Her Body and Other Parties: Stories by Carmen Maria Machado     Audio Book:  8 hours, 30 mins.     Paperback Book:  248 pages        

This book is like walking through someone else’s dreams.   The stories blend so effortlessly into one another like the surreal state of unconsciousness of being the character in a number of varying scenarios all in one night.    Each dream as I will call them to best express the lightness of being that they are,  like a will o’ the wisp racing through the forest lighting here and there in different locals with different flora, some areas dark like bogs, some light from the moon and stars above, some scary, some romantic even erotic yet all blending into one another like watercolors on a canvas.
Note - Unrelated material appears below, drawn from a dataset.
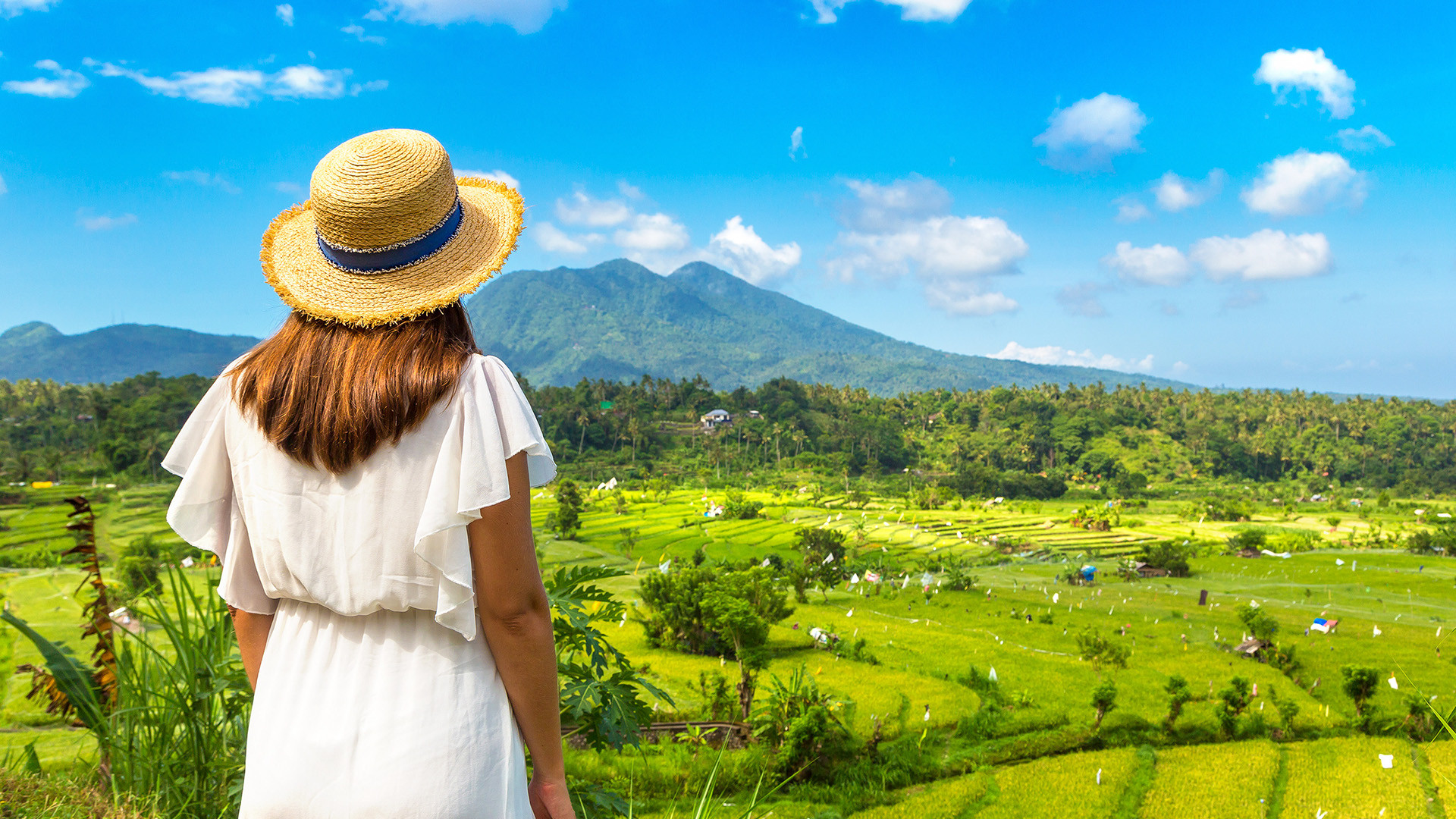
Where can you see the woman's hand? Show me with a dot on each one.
(549, 799)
But, these stories, musings, speak pain and pleasure,  love and hate,  they bounce around as though you are in the authors brain wandering through her thoughts.   Each only a moment then gone like cotton candy melts on  the tongue, so sweet and flavorful but gone as quick as you taste it.   The stories here are like a flower growing from the ground up then budding then blooming then just a memory but so many distinct memories.   Her work is hard to define, it is both a psychological study with underpinnings of the paranormal.   Is the boogey man real or is the narrator of all the stories the boogey man?     From fixations on a hair ribbon to lovers to plagues to self-esteem.   Is there an unspeakable crime happening in the prom dress section of a store?   Can the detectives of the t.v. show Law & Order: Special Victims Unit clear it up.   I think Timothy Leary would have really enjoyed this book.     It strikes me it is very much like some of his mental adventures.     Real yet vague, in your face then out the door.    It lulls you along then leaves the reader wandering what just happened and am I still where I was?    Very Alice in Wonderland through the looking glass and viewing the world from the Madhatter’s eyes looking back on this side of the mirror.   Often unsettling and uncomfortable like a dream you want to wake up from but it just keeps going.    Honestly, I was glad to be done with this book.   I can’t say I liked it, but, I also can’t deny it is very thought provoking and haunting, just a little too disjointed for me.